0.037037037037037035

### Execution with US and CA Reference Points

In [13]:
us_jaccard_d = country_similarities.get_jaccard_similarity_with_reference_to_country('US')

100%|██████████| 235/235 [00:00<00:00, 10233.09it/s]


In [14]:
us_jaccard_df = pd.DataFrame.from_dict(us_jaccard_d, orient='index')
us_jaccard_df.columns = ['jaccard_simil']
us_jaccard_df = us_jaccard_df.reset_index()
us_jaccard_df.sort_values(by=['jaccard_simil'], ascending=False)[:15]

Unnamed: 0,index,jaccard_simil
233,US,1.0
106,CA,0.609186
187,GB,0.552877
49,BR,0.549263
166,AU,0.540895
130,IE,0.535742
199,PR,0.514784
11,ZA,0.512879
70,NL,0.497751
176,CO,0.49439


In [15]:
ca_jaccard_d = country_similarities.get_jaccard_similarity_with_reference_to_country('CA')

100%|██████████| 235/235 [00:00<00:00, 9812.46it/s]


In [16]:
ca_jaccard_df = pd.DataFrame.from_dict(ca_jaccard_d, orient='index')
ca_jaccard_df.columns = ['jaccard_simil']
ca_jaccard_df = ca_jaccard_df.reset_index()
ca_jaccard_df.sort_values(by=['jaccard_simil'], ascending=False)[:15]

Unnamed: 0,index,jaccard_simil
106,CA,1.0
233,US,0.609186
166,AU,0.5968
187,GB,0.581616
130,IE,0.577409
49,BR,0.571654
11,ZA,0.560594
176,CO,0.557722
232,AR,0.550466
110,IL,0.549263


From the results, we can see that this metric does find a difference between the adverse events reported in different countries.

## Country Embedding Distance

A fundamental problem with the patient reaction events is that many are nearly identical.  This would mean that the Jaccard similarity between two countries is more different than it really should be.  An embedding representation could help us account for that.

In [17]:
embedder = TextEmbedder('models/BioWordVec_PubMed_MIMICIII_d200.bin')



To do this, we will view each country as a "document" that is comprised of "sentences", which are the adverse events. The document embedding will, first, be created by finding the average embedding of the associated sentences.

In [18]:
from tqdm import tqdm
def get_cosine_distance_with_reference_to_country(country):
    country_embed = embedder.transform(
                                    country_similarities.country_reactions_d[country])
    result_d = {}
    comparison_countries = country_similarities.all_countries
    for comp_country in tqdm(comparison_countries):
        comp_embed = embedder.transform(
                                    country_similarities.country_reactions_d[comp_country])
        result_d[comp_country] = distance.cosine(country_embed, comp_embed)
    df = pd.DataFrame.from_dict(result_d, orient='index')
    df.columns = ['cosine_simil']
    return df.reset_index().sort_values(by=['cosine_simil'])

In [21]:
us_cos_dists = get_cosine_distance_with_reference_to_country('US')
us_cos_dists[:15]

100%|██████████| 235/235 [00:03<00:00, 61.51it/s]


Unnamed: 0,index,cosine_simil
233,US,0.0
106,CA,0.00319
49,BR,0.003285
187,GB,0.00416
72,FI,0.004601
130,IE,0.004643
199,PR,0.004794
2,UM,0.005042
71,SE,0.005656
8,AF,0.00569


At first glance, these results seem similar and in line with the Jaccard similarity approach.  However, it seems odd that Afghanistan is now the 9th closest country to the US.

In [22]:
us_cos_dists[us_cos_dists['index'] == 'CN']

Unnamed: 0,index,cosine_simil
156,CN,0.010451


In [23]:
us_cos_dists[us_cos_dists['index'] == 'FR']

Unnamed: 0,index,cosine_simil
227,FR,0.012999


And China is now more similar to the US than France.
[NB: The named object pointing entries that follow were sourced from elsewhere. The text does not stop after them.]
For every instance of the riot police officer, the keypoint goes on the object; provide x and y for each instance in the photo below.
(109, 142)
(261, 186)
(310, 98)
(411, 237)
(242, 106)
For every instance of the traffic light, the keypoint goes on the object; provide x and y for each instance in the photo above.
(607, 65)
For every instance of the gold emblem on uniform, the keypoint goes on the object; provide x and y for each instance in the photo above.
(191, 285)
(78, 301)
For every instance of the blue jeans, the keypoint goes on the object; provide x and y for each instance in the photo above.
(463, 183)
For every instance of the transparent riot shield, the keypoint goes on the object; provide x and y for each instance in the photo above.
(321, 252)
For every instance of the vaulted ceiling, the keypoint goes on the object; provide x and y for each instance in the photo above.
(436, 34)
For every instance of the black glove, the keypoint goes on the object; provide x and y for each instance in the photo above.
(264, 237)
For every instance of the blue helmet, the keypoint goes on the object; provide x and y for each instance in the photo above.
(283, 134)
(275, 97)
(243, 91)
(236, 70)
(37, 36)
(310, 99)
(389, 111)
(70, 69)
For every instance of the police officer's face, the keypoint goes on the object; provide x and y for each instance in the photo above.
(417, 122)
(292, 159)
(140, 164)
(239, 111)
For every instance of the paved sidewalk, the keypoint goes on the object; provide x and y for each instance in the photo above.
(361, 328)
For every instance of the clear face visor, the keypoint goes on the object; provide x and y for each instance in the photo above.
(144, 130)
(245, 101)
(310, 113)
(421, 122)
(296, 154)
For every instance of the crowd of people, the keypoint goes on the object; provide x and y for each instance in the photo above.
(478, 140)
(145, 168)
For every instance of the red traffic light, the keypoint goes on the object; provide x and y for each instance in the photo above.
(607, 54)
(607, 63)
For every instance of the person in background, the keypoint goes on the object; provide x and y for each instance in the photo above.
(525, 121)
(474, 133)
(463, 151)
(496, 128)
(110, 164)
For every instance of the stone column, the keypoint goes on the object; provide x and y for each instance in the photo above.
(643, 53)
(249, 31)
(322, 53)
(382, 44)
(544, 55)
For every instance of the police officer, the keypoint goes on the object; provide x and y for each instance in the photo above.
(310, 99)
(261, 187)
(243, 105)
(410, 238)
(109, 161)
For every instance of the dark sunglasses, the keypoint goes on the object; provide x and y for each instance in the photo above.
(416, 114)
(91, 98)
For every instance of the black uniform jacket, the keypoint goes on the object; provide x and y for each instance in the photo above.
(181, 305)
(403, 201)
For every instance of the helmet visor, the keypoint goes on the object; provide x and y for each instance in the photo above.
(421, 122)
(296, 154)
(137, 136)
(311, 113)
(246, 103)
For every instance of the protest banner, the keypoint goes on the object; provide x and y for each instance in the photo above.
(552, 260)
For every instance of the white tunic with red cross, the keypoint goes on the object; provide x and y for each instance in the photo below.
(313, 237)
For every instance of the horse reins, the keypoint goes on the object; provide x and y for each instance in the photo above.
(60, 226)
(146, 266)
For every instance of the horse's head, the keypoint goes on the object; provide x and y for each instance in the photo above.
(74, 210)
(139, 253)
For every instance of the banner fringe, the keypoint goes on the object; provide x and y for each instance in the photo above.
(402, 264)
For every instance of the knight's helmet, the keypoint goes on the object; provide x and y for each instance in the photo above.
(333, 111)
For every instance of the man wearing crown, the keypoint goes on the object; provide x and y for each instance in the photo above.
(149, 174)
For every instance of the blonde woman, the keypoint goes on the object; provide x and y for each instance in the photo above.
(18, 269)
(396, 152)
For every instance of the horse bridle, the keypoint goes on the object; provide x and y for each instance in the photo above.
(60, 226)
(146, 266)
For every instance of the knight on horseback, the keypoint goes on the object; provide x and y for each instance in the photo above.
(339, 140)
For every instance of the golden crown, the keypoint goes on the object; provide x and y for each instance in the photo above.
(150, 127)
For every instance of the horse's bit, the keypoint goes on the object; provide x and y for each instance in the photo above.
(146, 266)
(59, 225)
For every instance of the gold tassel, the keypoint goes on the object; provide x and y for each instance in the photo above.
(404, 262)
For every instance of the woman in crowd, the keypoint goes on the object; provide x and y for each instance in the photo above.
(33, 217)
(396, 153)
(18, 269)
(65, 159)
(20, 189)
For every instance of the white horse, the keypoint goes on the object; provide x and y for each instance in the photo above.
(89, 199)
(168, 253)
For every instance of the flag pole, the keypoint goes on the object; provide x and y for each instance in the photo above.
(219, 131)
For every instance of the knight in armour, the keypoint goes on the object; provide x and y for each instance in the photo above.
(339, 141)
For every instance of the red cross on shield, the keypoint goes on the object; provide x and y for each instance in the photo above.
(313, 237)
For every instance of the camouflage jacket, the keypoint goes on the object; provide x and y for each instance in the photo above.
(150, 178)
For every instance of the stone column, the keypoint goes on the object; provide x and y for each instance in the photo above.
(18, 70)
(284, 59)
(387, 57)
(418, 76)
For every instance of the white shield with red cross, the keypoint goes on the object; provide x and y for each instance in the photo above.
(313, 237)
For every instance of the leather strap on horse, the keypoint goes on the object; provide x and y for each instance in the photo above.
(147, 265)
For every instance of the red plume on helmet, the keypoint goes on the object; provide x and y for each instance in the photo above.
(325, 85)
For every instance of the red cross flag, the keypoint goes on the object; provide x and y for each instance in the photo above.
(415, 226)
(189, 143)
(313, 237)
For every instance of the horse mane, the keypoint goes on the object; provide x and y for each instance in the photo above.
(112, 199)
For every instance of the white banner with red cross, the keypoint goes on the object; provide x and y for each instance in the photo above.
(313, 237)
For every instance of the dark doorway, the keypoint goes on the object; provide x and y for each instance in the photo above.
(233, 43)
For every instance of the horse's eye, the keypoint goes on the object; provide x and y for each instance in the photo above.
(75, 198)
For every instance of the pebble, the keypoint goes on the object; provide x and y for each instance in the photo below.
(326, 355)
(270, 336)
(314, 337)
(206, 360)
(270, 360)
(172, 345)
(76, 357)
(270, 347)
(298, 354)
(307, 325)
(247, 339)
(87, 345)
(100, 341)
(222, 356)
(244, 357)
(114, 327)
This seems surprising.

In [24]:
us_cos_dists['cosine_simil'].describe()

count    235.000000
mean       0.055819
std        0.082257
min        0.000000
25%        0.012107
50%        0.020908
75%        0.057069
max        0.444193
Name: cosine_simil, dtype: float64

Looking at the distribution, we see that all countries are very close to one another. This seems to reflect the diluting effect that the average embedding process is having on a country representation.

By applying TF-IDF weights to the embeddings, we may be able to resolve that.